Ständige Arbeit in statischen Positionen.

Gesundheitsrisiken

Exposition gegenüber schädlichen Substanzen und Farben.

Wetterabhängigkeit

Einfluss von äußeren Bedingungen auf die Arbeit.

Wie man ein Lackierer für Automobile wird

Kfz-Lackierer wird man ohne Studium – der Beruf wird vor allem über die Praxis gelernt. In Deutschland ist der Standardweg die duale Ausbildung zum Fahrzeuglackierer (HWK). Wichtig sind Untergrundvorbereitung, der Umgang mit Lacken und Spritzgeräten und ein makelloses Finish.

1. Duale Ausbildung zum Fahrzeuglackierer

Der Standardweg ist eine duale Ausbildung zum Fahrzeuglackierer (HWK) in einem Lackier- oder Karosseriebetrieb. In rund 3 Jahren lernst du unter Anleitung Vorbereitung, Lackierung und Politur an echten Fahrzeugen und erhältst einen anerkannten Gesellenbrief.

2. Spezialkurse

Kurze Lehrgänge zur Fahrzeuglackierung vermitteln in wenigen Wochen praktische Fähigkeiten – vom Spachteln und Schleifen bis zum Auftragen von Lack und Klarlack mit modernen Verfahren.

3. Umschulung oder Quereinstieg im Betrieb

Über eine Umschulung (gefördert durch die Agentur für Arbeit) oder eine angelernte Helferstelle in einem Lackierbetrieb kannst du auch ohne klassische Ausbildung einsteigen und dich hocharbeiten.

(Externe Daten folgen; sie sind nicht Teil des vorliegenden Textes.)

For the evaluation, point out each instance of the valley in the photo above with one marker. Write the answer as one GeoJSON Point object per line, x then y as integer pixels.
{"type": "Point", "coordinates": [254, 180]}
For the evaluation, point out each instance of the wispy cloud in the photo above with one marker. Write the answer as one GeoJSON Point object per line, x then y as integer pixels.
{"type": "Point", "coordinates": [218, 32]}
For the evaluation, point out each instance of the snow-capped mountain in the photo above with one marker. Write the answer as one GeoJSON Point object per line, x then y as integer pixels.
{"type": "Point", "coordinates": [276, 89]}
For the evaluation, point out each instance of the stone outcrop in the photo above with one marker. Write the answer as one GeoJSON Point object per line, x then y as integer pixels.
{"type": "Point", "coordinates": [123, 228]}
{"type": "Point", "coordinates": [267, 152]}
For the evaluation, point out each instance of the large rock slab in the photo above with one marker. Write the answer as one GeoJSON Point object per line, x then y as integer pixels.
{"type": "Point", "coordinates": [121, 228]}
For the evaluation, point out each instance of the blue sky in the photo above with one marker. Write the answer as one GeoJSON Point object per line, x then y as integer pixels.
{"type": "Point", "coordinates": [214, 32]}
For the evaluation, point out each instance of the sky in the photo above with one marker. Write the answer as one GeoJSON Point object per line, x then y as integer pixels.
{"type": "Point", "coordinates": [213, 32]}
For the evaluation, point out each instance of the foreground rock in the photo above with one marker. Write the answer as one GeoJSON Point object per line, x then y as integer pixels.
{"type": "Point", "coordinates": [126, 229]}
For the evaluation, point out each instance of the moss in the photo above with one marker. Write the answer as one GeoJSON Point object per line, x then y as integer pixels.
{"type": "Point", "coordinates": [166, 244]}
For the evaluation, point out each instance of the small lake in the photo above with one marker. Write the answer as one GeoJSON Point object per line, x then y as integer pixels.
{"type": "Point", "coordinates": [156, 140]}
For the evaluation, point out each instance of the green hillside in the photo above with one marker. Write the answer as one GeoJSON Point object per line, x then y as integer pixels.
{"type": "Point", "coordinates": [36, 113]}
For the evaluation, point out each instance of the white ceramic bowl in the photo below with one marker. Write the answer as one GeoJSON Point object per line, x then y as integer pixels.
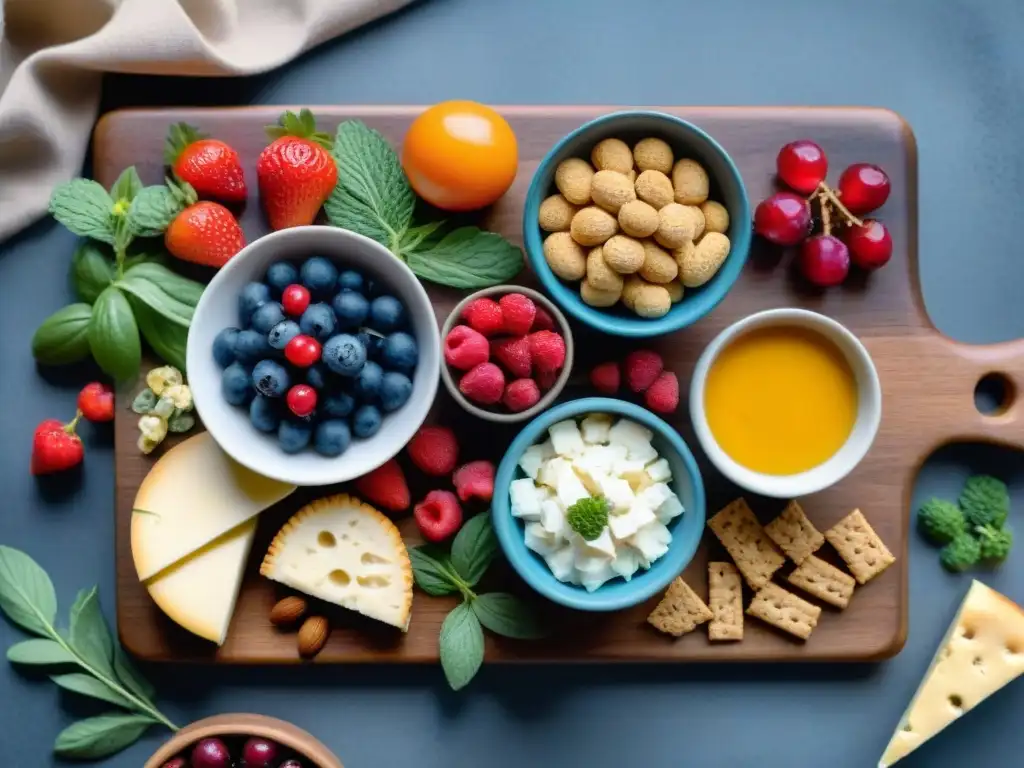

4. Meisterbrief für die Selbstständigkeit

Die Fahrzeuglackierung ist ein zulassungspflichtiges Handwerk: Wer einen eigenen Betrieb führen will, braucht in der Regel den Meisterbrief. Für die Anstellung als Geselle ist er nicht nötig.

Am schnellsten startest du mit einer Ausbildung oder einer Anlernstelle in einem Lackierbetrieb und lernst direkt im Job, oft begleitet von kurzen Lehrgängen. Für einen eigenen Betrieb brauchst du den Meisterbrief, und dein Können wächst mit der Erfahrung.